EMCC’s Communiversity offers the workforce development programs Gov. Reeves says can revitalize the job market

COLUMBUS, Miss. (WCBI) – During his State of the State address Tuesday, Mississippi Governor Tate Reeves emphasized the need to continue investing in workforce development programs.

Programs like those at East Mississippi Community College’s Communiversity, which offer workforce training in areas like certified nursing, computer-aided design, maintenance, and more.

“I believe that if we make this investment, Mississippi will develop that workforce of the future and set up our state for success for years to come,” the governor said during his address.

Gov. Reeves believes these programs can help the state end the labor shortage as well as train Mississippians to succeed in well-paying jobs.

“Advanced manufacturing, construction, and healthcare are areas that we’re giving a lot of attention to help solve the skills crisis and worker shortage in the local area,” says EMCC President Dr. Scott Alsobrooks.

In EMCC’s Precision Manufacturing and Machining Lab, students learn to use equipment advanced enough to turn a piece of metal into a Mississippi coin. Those same skills that they develop building replica machine parts can help them make plenty of actual money as well.

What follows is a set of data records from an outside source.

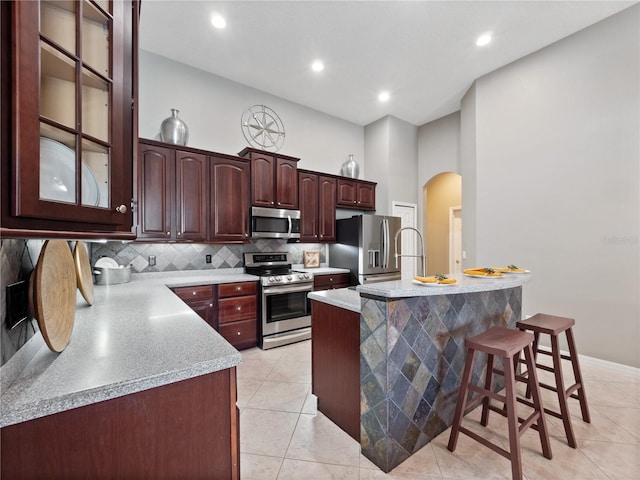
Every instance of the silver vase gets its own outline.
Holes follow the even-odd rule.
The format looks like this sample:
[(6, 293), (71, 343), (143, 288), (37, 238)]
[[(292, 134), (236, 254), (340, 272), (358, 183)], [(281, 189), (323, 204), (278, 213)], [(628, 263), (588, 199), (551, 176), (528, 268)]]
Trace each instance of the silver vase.
[(349, 160), (342, 164), (342, 176), (358, 178), (358, 175), (360, 175), (360, 165), (353, 159), (353, 155), (349, 155)]
[(189, 127), (178, 118), (179, 110), (171, 109), (171, 116), (160, 125), (160, 140), (174, 145), (186, 145), (189, 140)]

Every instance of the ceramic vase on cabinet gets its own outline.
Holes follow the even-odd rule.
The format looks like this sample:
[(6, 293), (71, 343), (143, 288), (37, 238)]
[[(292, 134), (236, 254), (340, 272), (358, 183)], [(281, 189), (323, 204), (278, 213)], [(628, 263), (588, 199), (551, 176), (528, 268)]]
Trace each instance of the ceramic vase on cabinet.
[(160, 125), (160, 140), (174, 145), (186, 145), (189, 140), (189, 127), (180, 118), (179, 110), (171, 109), (171, 116), (165, 118)]
[(360, 175), (360, 165), (353, 159), (353, 155), (349, 155), (349, 160), (342, 164), (342, 176), (358, 178), (358, 175)]

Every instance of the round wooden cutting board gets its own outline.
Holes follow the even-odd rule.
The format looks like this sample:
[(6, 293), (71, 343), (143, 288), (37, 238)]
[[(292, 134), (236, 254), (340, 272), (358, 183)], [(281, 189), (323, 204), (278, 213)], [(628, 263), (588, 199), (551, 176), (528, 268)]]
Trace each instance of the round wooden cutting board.
[(78, 289), (89, 305), (93, 305), (93, 275), (87, 247), (82, 242), (76, 242), (73, 250), (73, 261), (76, 264), (76, 278)]
[(76, 315), (76, 269), (65, 240), (47, 240), (33, 282), (35, 317), (47, 346), (61, 352), (69, 344)]

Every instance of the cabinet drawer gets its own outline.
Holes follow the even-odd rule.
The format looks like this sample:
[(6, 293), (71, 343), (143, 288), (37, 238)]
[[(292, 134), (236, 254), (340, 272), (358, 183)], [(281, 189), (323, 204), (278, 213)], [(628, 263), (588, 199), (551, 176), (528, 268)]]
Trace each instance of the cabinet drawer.
[(220, 298), (255, 295), (256, 290), (256, 282), (222, 283), (218, 285)]
[(212, 285), (198, 285), (195, 287), (176, 287), (173, 289), (182, 300), (208, 300), (213, 297)]
[(223, 298), (218, 301), (218, 323), (256, 318), (256, 297)]
[(218, 331), (234, 347), (254, 347), (258, 343), (258, 328), (255, 320), (220, 325)]
[(345, 288), (349, 286), (348, 273), (334, 273), (329, 275), (314, 275), (313, 288), (327, 290), (329, 288)]

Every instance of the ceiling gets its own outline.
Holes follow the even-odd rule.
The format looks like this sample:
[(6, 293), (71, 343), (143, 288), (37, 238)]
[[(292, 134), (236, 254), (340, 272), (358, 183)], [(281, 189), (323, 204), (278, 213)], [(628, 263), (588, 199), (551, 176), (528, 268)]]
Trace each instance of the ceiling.
[(143, 0), (140, 48), (358, 125), (423, 125), (459, 110), (475, 79), (634, 3)]

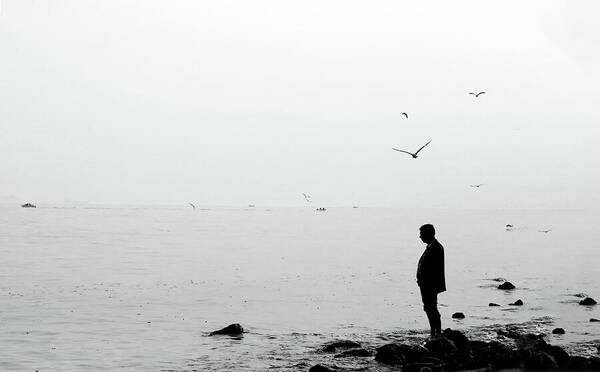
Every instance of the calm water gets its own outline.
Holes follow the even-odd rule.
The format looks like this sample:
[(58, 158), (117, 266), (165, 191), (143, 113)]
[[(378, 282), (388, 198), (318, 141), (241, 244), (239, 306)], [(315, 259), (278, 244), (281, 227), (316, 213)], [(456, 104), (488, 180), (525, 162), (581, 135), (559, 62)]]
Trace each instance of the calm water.
[[(446, 249), (444, 327), (478, 337), (509, 323), (563, 327), (550, 342), (588, 353), (600, 306), (574, 295), (600, 300), (598, 217), (3, 205), (0, 370), (307, 370), (332, 360), (315, 351), (335, 338), (369, 347), (422, 338), (423, 223)], [(517, 290), (495, 289), (497, 277)], [(524, 306), (504, 306), (519, 298)], [(466, 319), (450, 319), (456, 311)], [(234, 322), (242, 338), (207, 337)]]

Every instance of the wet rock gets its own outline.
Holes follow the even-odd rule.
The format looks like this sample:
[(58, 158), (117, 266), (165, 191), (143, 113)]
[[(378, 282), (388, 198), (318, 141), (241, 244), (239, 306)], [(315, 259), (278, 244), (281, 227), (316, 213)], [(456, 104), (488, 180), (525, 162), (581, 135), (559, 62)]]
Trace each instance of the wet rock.
[(417, 363), (431, 356), (426, 348), (419, 345), (387, 344), (377, 349), (375, 360), (386, 364)]
[(515, 343), (521, 350), (542, 350), (546, 347), (546, 345), (548, 345), (546, 341), (543, 340), (543, 337), (543, 335), (528, 333), (526, 335), (519, 336), (515, 340)]
[(515, 286), (511, 282), (504, 282), (498, 286), (498, 289), (515, 289)]
[(546, 345), (544, 350), (554, 357), (559, 367), (569, 360), (569, 354), (560, 346)]
[(590, 368), (594, 371), (600, 371), (600, 358), (598, 357), (590, 357), (588, 359), (588, 364)]
[(358, 349), (350, 349), (342, 351), (339, 354), (336, 354), (334, 358), (348, 358), (348, 357), (370, 357), (371, 353), (363, 348)]
[(567, 370), (586, 369), (589, 366), (589, 360), (582, 356), (572, 356), (567, 360), (564, 367)]
[(506, 338), (512, 338), (513, 340), (516, 340), (517, 338), (521, 337), (522, 334), (520, 334), (519, 332), (513, 331), (513, 330), (502, 330), (499, 329), (496, 331), (496, 333), (498, 333), (499, 336), (504, 336)]
[(402, 372), (431, 372), (435, 368), (433, 363), (408, 363), (402, 366)]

“You’re measuring parts, you’re making sure the parts work together,” says Engineering Tech and Design Instructor Ray Hollis Jr. “That extends into any field that they go to work in.”

Engineering Tech and Design Instructor Ray Hollis Jr. says one of his students’ previous assignments was to build a drone with a delivery system that could drop a golf ball.

“They had to have moving gears working together with a motor, and the legs, and landing assembly and all the connections necessary,” Hollis says.

Dr. Alsobrooks says the school partners with local businesses to help students develop the specific skills that employers are looking for.

“We’re a leader in workforce development and partnering with our local industry and business community,” he says. “To create programs that prepare people to enter their field.”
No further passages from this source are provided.